Roma, 5 apr – Quando era anti-berlusconiano, la sinistra lo aveva idolatrato a dismisura. Tant’è che poi, quando aveva cominciato a criticare l’immigrazione con toni sempre più polemici, lo aveva guardato con imbarazzo, come si fa con il vecchio nonno diventato matto con l’età. Il politologo Giovanni Sartori, tuttavia, ha dato il meglio di sé proprio nel periodo finale della sua vita, terminata ieri all’età di 92 anni.
Sartori era una e propria autorità accademica: aveva insegnato per molti anni in America e i suoi libri sulla teoria della democrazia sono dei classici della politologia. Nato a Firenze il 13 maggio del 1924, aveva evitato di partecipare alla guerra nascondendosi ed eludendo i bandi di leva. Laureatosi in Scienze politiche e sociali a Firenze nel 1946, nel 1968 aveva contrastato la idee della contestazione e, alla fine, per anticomunismo, si era trasferito negli States, dove aveva acquisito fama mondiale, almeno fra gli addetti ai lavori. Ma, per il grande pubblico, la sua faccia cominciò a essere nota in seguito alle sue intemerate contro Berlusconi, il cui ventennio era sprezzantemente definito “il sultanato”. Divenne un idolo, per le folle girotondine che riempivano i palazzetti leggendo la Costituzione. Peccato che, contestualmente, Sartori cominciò a prendere di petto l’immigrazione con una serie di editoriali sul Corriere della Sera. Lo fece da posizioni di “liberale conservatore”, ma con argomenti spesso condivisibili.

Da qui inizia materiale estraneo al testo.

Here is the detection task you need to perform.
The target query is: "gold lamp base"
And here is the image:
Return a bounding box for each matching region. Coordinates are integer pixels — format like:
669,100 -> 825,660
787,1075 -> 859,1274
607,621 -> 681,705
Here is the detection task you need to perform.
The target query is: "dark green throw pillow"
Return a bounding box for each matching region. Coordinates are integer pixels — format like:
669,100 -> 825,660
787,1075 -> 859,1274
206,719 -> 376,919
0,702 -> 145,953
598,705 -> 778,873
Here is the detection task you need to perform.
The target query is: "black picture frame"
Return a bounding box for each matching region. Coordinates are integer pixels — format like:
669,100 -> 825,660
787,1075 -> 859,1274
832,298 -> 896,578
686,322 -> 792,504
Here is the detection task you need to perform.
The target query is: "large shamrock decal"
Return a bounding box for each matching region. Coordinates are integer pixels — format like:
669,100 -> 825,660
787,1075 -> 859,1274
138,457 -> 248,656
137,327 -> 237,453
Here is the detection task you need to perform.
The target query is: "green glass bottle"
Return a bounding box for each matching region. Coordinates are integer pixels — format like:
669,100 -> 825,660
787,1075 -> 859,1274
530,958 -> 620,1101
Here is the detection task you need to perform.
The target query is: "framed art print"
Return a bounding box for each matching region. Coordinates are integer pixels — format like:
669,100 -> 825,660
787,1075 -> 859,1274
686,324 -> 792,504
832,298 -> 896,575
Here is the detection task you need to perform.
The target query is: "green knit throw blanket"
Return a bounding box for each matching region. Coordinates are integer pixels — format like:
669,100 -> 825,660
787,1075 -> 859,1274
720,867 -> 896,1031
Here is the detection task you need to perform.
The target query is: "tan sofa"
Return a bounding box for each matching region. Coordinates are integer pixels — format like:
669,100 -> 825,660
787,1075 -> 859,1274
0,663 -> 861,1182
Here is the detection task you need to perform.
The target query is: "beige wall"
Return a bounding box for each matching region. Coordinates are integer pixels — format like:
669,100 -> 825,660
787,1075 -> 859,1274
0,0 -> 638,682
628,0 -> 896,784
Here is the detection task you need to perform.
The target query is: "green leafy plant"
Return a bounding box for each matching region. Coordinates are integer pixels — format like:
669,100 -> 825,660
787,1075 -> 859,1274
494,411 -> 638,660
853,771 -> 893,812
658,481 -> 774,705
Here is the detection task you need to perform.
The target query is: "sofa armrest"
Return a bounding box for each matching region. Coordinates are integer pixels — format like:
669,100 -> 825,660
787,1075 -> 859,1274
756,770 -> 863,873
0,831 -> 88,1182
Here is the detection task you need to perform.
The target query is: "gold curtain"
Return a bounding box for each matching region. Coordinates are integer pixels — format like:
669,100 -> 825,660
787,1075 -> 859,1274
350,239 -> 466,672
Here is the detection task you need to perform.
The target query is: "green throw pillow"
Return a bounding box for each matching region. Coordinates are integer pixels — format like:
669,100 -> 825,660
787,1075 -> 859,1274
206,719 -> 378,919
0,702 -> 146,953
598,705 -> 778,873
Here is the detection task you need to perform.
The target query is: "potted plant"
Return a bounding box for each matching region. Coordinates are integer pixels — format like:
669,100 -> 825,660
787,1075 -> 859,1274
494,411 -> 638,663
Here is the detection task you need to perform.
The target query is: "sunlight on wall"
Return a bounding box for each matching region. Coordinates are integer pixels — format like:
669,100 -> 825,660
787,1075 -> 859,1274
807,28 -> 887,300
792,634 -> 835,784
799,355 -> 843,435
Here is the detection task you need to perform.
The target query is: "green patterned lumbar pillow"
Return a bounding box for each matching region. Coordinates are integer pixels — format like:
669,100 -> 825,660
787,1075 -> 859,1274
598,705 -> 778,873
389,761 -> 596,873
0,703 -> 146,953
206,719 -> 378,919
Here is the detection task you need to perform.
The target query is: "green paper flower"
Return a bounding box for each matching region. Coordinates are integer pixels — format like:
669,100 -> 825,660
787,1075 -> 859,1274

Già nel 2009 sfidava il politicamente corretto affermando che “chi non gradisce lo straniero che sente estraneo è uno ‘xenofobo’, mentre chi lo gradisce è uno ‘xenofilo’. E che non c’è intrinsecamente niente di male in nessuna delle due reazioni”. Nel 2010 denunciava “il caos multiculturale, l’ammucchiata di ogni sorta di estranei che sono anche estranei tra di loro”, spiegando che “l’uomo è un animale sociale che vive raggruppato in tribù, in villaggi, in città. Quindi tutti noi abbiamo un vicino, dei vicini; e tutti noi cerchiamo un ‘buon vicinato’ costituito da persone che sono un po’ come noi, o comunque non troppo diverse da noi. Il troppo diverso, l’estraneo, è scomodo e ci fa anche paura”. L’anno successivo fu uno dei pochi a intravedere il pericolo dietro le “primavere arabe”, allora in piena fioritura per la gioia di gran parte degli osservatori occidentali. Ma Sartori faceva notare che “in quasi tutta l’Africa e dintorni, seppure con importanti eccezioni, il potere è oggi dei militari, e sono i militari che bloccano l’Islam. In Siria Assad, padre dell’attuale presidente, sterminò i Fratelli Musulmani a cannonate. In Iraq la feroce dittatura di Saddam Hussein fu laica perché Saddam estromise l’Islam dal suo sistema di potere. In Egitto Mubarak, che era un dittatore moderato, pur sempre controllava strettamente i Fratelli Musulmani di casa sua. […] Pertanto chi proclama, in Occidente, che le ‘rivoluzioni arabe hanno seppellito l’islamismo’ parla a vanvera con poca conoscenza di causa”.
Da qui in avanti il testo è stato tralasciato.